Ora due esilaranti storielle riportate dal generale Ferruccio Pisoni. Una recluta, alla domanda di prammatica su che cosa facesse da borghese, risponde che faceva “el pitùr” per la sua contrada. “Ottimo – disse un tenente – va benissimo per decorare il sacrario dei nostri caduti”. E così un giorno gli diedero pennelli, carboncini, pentolini con i colori, disegni, e gli descrissero quel che doveva fare. “Ma mi sun pas bon de fè sto travai!” “Ma come, non sei pittore?” “No, mi sun pitùr, i menavo a pasculè i pitu del pais”.
Durante la guerra Pisoni si recò a ispezionare una nuova posizione e in particolare una cavernetta con in fondo una piccola cannoniera per piazzare un piccolo calibro. Inoltratosi in galleria, ad un tratto si accorse di camminare nell’acqua, che oltre a tutto si faceva sempre più alta: alla feritoia gli arrivava quasi alle ginocchia. Chiaramente il piano era inclinato verso l’interno e quindi gli artiglieri avrebbero dovuto servire il pezzo con i polpacci in acqua.
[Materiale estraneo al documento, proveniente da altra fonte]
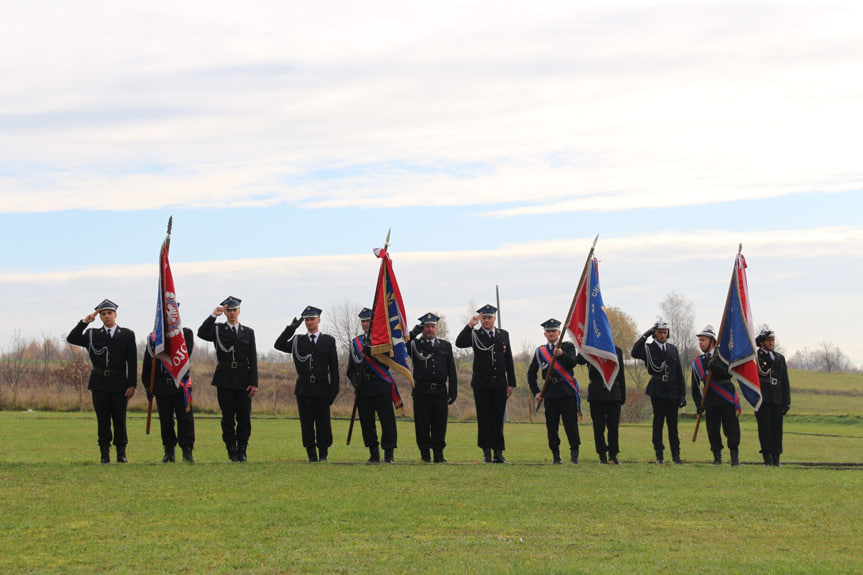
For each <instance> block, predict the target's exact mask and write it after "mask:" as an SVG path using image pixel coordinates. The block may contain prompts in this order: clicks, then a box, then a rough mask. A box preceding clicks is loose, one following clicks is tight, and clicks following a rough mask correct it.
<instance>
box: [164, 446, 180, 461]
mask: <svg viewBox="0 0 863 575" xmlns="http://www.w3.org/2000/svg"><path fill="white" fill-rule="evenodd" d="M176 460H177V459H176V457H175V455H174V448H173V447H166V448H165V455H164V456H163V457H162V463H174V462H175V461H176Z"/></svg>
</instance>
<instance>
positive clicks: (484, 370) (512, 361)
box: [455, 324, 515, 388]
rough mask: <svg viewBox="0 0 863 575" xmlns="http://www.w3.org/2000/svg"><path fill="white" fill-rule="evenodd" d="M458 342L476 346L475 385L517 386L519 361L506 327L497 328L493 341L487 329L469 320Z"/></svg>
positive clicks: (458, 344)
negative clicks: (476, 325) (474, 323)
mask: <svg viewBox="0 0 863 575" xmlns="http://www.w3.org/2000/svg"><path fill="white" fill-rule="evenodd" d="M455 346H456V347H458V348H468V347H472V348H473V375H472V376H471V381H470V385H471V387H475V388H489V387H515V364H514V363H513V360H512V346H511V345H510V344H509V333H508V332H507V331H506V330H502V329H499V328H495V330H494V341H491V340H490V339H489V337H488V334H487V333H486V332H485V330H484V329H477V330H474V329H473V328H472V327H470V324H467V325H466V326H464V329H462V330H461V332H460V333H459V334H458V337H457V338H456V339H455Z"/></svg>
Arrivò un tenentino del Genio al quale Pisoni chiese chi avesse scavato la galleria. “Io, signor capitano” – rispose il tenente orgogliosamente. “E che mestiere faceva da borghese?” “L’avvocato, signor capitano”. “Mi congratulo con lei. Per essere un futuro principe del foro ha fatto anche troppo e se ne vanti di aver praticato… un foro nella montagna!”
E per finire una curiosità. Gli Alpini, che già avevano dovuto sopportare l’eliminazione in guerra della penna sul cappello per l’ordinanza di Cadorna – questioni mimetiche – e i Bersaglieri, non volevano assolutamente usare l’elmetto per moltissime ragioni. Eccole. Non potevano metterci la penna o le piume. L’elmetto non teneva assolutamente caldo. Con un po’ di vento, l’elmetto fischiava. Quando faceva molto freddo, se veniva toccato, si ustionavano le mani. Faceva rumore e quando erano in pattuglia, tintinnava. In alta montagna, con la tempesta, si caricava di elettricità. Giunsero al compromesso di usarlo obbligatoriamente quando erano in prima linea.